If there was a war to be fought against the Soviets, then fine, so be it. But under Reagan that war was always, always, without exception, fought by people other than those who gained the most from Reagan’s operations, and those who benefitted the most from his policies. It’s important that people see a unity between his foreign policy—using “local terrorists” to fight his battles abroad—and his domestic economic policies on the other—using the money that was put aside by his predecessors to keep American society whole and healthy, cutting as many social programs as possible, relying on the fact that the poor and expendable rarely fight back against this sort of thing.

It was under Reagan that the economy was so badly damaged that even years after he left office, debates were focused on which social programs not to cut. It was under him that The USSR collapsed, as well… but then, that happened not so very long ago, when speaking in terms of history, and we have yet to see the full results of the Cold War’s arms race. Uranium from hastily built-and-abandoned power plants in the ex-USSR, being sought and perhaps someday deployed by people who were once Reagan’s policy favorites abroad… people like, say, the Taliban. Wouldn’t that have to be part of Reagan’s legacy as well?

My first memory of Ronald Reagan was thinking, “This guy was an actor? Are you kidding me? Why did they vote for an actor for President? That’s crazy, isn’t it?” Of course, now I see that a distinct majority Americans will generally vote for any bloody thing that gets party backing; just as they’ll buy any bloody music that involves a pair of big enough breasts bouncing around in the video, or eat anything that has enough MSG and/or sugar in it. To quote Bill Hicks’ routine on his CD Arizona Bay, “God? Help us. God, are you there? Surely this is a really bad fuckin’ joke, God. This B-actor, idiot, fuckin’ illiterate bozo-lookin’ fuck can’t be the president of the country, can he God?”
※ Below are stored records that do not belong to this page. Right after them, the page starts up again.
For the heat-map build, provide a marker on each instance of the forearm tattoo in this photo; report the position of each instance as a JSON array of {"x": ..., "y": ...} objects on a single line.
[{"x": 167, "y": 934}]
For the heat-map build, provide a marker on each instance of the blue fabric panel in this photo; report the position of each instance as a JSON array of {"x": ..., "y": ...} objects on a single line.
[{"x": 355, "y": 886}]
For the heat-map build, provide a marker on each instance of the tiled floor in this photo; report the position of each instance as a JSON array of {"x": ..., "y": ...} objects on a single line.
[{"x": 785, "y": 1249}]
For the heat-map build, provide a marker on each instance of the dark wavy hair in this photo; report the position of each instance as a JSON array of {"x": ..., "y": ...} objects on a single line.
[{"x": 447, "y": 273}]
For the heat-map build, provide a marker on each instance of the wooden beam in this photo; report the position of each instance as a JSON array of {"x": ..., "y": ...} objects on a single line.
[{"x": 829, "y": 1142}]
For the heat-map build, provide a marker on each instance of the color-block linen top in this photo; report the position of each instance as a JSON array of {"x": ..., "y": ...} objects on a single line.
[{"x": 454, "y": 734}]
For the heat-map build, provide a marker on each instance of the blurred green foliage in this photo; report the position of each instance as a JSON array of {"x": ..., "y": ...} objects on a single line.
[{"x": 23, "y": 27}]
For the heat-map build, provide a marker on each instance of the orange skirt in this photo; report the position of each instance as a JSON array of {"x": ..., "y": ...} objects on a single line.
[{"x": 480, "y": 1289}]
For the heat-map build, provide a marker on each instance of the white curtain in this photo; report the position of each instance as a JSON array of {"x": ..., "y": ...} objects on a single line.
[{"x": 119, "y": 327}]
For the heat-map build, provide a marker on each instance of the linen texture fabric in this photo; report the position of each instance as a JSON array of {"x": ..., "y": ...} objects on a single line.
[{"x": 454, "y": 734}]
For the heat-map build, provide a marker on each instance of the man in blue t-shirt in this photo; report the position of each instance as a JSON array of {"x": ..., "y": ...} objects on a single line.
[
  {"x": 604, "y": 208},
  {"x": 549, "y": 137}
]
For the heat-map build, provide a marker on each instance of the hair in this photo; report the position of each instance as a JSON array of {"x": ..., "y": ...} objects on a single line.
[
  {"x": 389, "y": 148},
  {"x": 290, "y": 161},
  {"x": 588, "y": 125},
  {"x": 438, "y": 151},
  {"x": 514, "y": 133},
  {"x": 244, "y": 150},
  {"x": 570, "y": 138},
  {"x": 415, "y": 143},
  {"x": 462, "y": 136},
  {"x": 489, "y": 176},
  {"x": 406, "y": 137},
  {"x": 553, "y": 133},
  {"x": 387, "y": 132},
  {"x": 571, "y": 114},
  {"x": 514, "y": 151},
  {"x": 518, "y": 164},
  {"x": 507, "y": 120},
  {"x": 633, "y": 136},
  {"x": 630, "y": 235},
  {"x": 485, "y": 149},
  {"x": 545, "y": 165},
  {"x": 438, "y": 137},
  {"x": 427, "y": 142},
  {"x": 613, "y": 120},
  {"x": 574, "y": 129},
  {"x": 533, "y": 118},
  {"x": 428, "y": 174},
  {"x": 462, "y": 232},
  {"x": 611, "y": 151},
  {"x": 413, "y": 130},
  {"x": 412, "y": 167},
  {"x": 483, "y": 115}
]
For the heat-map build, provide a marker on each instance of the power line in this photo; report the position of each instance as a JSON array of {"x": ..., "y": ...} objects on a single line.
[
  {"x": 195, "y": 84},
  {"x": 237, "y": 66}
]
Unfortunately, he could… and he was. But now he’s dead and I feel like Achilles, now, looking down on the corpse of Hector, wanting to gouge out the eyes and tongue and cut off the ears. What this means is not a real desire to maim a body that, dead, has no use or meaning anyway. It is the name; over and over in the Homeric world we are reminded that what lasts long after a man’s great-grandchildren is in name, and I feel a distinct desire to make sure people do not paint Reagan’s name with anything like the kind of respect and devotion that it absolutely does not deserve. It’s nothing like the brave souls who criticized Mao on the Democracy Wall in Beijing at the end of the 70s, but I feel as if I need to leave behind this strange shame I feel at my disust for him.

After all, it seems to me that someone, someone or indeed many of us, must speak out against the hagiographies and respectful rememberances. The man deserves not to be remembered, or at least to be a memory that brings to one’s lips only a harsh curse spat angrily and with disgust. After all, he, unlike us, was living in a glory culture. It is to take him on his own terms, and on the standard terms of the American political world, that we should remember him with such harshness and vitriol; it is the fate of all such people in a glory-centered culture.

2 thoughts on “Reagan, Eyeless and Tongueless and Earless Wandering the Underworld

  1. The thing that strikes me most about the Reagan legacy is that he seems to have bequeathed the gift of illogic (even more than the usual political illogic and spin) to the GOP. “Funnelling taxpayer money to the rich = helping the poor,” is a formula that now allows the far right to claim that Christianizing public institutions is required by the First Amendment or that the absence of government institutions to check the power of the rich is the same as liberty for all.

    Still, it’s probably good that Bill Hicks didn’t live to see Shrub in office. That would’ve killed him.